There are only a handful of people in the computer business that rate the title ‘industry icon,’ and Apple co-founder Steve Jobs was surely one of them. Jobs died Wednesday at the age of 56, just two months after leaving his CEO role at the company due to his deteriorating health. Although a controversial figure at times, Jobs managed to shape the multi-billion dollar personal computing industry, which he helped create.
In a very real sense, Jobs invented personal computing in 1976 when he, along with Steve Wozniak and Ronald Wayne launched Apple Computer. Or at least he defined what personal computing was all about: the user experience, rather than the computing experience.
For the next three and a half decades, Jobs refined and expanded what that experience could be, leading consumer computing from desktop PCs to media players, then smartphones and now tablets. Other companies followed his lead — sometimes successfully, sometime not — but it was Jobs who set the pace.

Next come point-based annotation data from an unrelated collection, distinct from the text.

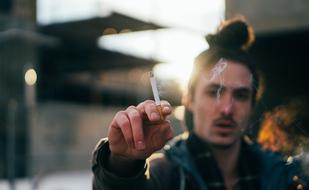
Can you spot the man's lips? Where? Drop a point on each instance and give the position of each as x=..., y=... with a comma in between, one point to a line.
x=224, y=123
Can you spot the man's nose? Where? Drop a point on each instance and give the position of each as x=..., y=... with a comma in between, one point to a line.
x=227, y=105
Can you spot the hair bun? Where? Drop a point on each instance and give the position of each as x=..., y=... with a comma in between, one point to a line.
x=233, y=33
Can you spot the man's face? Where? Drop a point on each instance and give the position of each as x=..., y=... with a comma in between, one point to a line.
x=221, y=103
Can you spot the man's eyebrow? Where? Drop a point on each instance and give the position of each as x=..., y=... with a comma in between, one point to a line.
x=243, y=89
x=214, y=86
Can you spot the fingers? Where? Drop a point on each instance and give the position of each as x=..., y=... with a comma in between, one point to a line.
x=137, y=127
x=121, y=121
x=129, y=125
x=153, y=112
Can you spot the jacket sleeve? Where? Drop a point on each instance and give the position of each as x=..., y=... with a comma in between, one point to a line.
x=107, y=180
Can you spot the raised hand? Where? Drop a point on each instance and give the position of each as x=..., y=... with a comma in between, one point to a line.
x=138, y=131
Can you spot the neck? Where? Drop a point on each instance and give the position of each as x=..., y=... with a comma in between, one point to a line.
x=227, y=159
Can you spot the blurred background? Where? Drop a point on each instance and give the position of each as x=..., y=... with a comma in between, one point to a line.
x=67, y=66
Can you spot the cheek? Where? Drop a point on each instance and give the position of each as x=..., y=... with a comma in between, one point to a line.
x=244, y=113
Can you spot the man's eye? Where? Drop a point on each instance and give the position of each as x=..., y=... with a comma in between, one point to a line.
x=242, y=96
x=212, y=93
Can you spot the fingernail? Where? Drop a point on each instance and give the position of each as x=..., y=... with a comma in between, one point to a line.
x=140, y=145
x=166, y=109
x=170, y=135
x=155, y=116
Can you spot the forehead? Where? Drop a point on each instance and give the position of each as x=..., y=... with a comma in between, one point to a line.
x=228, y=73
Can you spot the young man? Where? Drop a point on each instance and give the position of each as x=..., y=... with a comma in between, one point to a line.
x=221, y=96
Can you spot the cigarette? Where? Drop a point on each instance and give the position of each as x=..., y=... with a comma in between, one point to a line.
x=156, y=94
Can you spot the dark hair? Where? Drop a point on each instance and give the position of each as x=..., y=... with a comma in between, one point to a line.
x=231, y=41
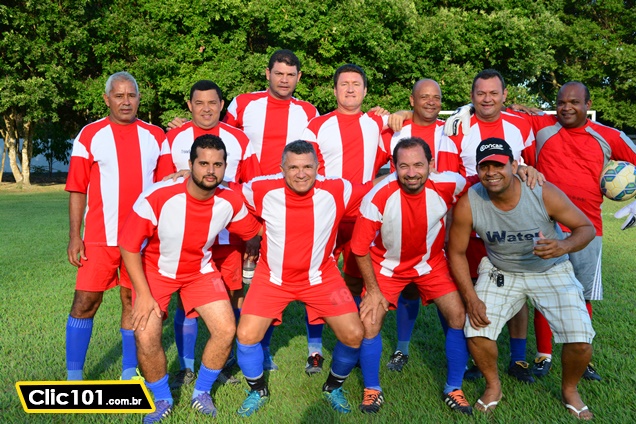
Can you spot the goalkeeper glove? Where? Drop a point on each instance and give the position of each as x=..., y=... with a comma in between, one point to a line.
x=462, y=115
x=628, y=211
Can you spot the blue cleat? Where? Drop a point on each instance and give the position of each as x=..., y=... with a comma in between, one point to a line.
x=203, y=403
x=337, y=400
x=253, y=402
x=163, y=408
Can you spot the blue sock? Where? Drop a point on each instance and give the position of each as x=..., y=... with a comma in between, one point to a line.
x=370, y=355
x=129, y=354
x=250, y=359
x=267, y=339
x=344, y=359
x=185, y=337
x=442, y=321
x=456, y=359
x=407, y=311
x=314, y=337
x=78, y=336
x=205, y=380
x=517, y=350
x=160, y=390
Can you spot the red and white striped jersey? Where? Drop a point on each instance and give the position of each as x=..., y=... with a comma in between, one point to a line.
x=300, y=230
x=573, y=159
x=347, y=145
x=270, y=124
x=404, y=233
x=242, y=164
x=112, y=164
x=431, y=134
x=176, y=231
x=457, y=153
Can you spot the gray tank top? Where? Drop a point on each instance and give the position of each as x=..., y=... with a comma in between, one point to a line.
x=508, y=235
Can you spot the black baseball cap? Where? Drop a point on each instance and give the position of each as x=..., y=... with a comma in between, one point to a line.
x=494, y=149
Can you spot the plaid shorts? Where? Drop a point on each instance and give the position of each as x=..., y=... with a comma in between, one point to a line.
x=556, y=293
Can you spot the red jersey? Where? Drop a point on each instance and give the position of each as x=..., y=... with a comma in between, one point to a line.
x=573, y=158
x=270, y=124
x=113, y=164
x=457, y=153
x=300, y=230
x=242, y=163
x=405, y=233
x=175, y=231
x=347, y=145
x=431, y=134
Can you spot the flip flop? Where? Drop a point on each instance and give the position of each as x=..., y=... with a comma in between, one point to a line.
x=486, y=408
x=577, y=412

And he managed to do all of this from a company that often struggled with profitability and market share. Today, Apple is a multinational giant, and is, in fact, the biggest and most profitable consumer electronics empire on the planet. As of last month, Apple was also world’s largest publicly traded company by market capitalization; at a value of $222 billion, it surpassed even Microsoft.
There is, in that sense, no equivalent to Jobs and the Apple empire in high performance computing. At least not today. But Seymour Cray and the company he built by the same name, was, and is, in many ways, the Apple of supercomputing. Cray, the company, has a single-minded focus on all things HPC, and innovates accordingly. Cray, the man, is recognized as the father of that domain, and like Jobs, shaped its business.
And he did it roughly during the same time period as Jobs’ early days at Apple. Cray founded Cray Research in 1972, introducing the Cray-1 vector supercomputer in 1976. That cutting-edge beauty of its day, with its iconic bench seating, had the look of a Star Trek computer, and delivered a 170 megaflops. That was at a time when HPC users coveted anything that could deliver more than a handful of megaflops. The current iPad 2, by the way, is about 10 times as powerful as that original system.
Unlike Jobs though, Cray’s devotion to supercomputing never made him or his company rich. In 1989 he exited Cray Research and launched Cray Computer Corporation, which subsequently went belly up in 1995. Cray then launched his final company, SRC Computers, to build his next-generation super. The design work had just begun when, in 1996, Cray died as a result of a car accident, also coincidentally on October 5. He was 71.
Jobs was more the entrepreneur than Cray, who was a bona fide computer engineer. That matched their respective pursuits appropriately. Jobs strength was envisioning electronic products that the average consumer, not the computer geek, could use and love. Cray, on the other hand, was catering to the elitist of the elite of computer users. Not only did he have to understand that rather rarified community, he also needed its respect as an engineer.
To hope for another Seymour Cray or Steve Jobs is probably asking too much. For high performance computing , especially the commodity HPC business, we could certainly use someone who embodies both Cray’s supercomputing smarts and Jobs’ intuitive understanding of how human beings interact with computers. Even though a lot of companies tout ease-of-use and simplified management, HPC systems still require a hefty understanding of Linux (or Windows), as well as cluster and fabric management. Despite the preoccupation with the so-called “missing middle,” turnkey HPC remains elusive.
But the right type of out-the-box thinker could change all that and reshape the future of this industry. The era of Everyman Supercomputing is perhaps just waiting for the next industry icon. We have a couple of great models to show us the way.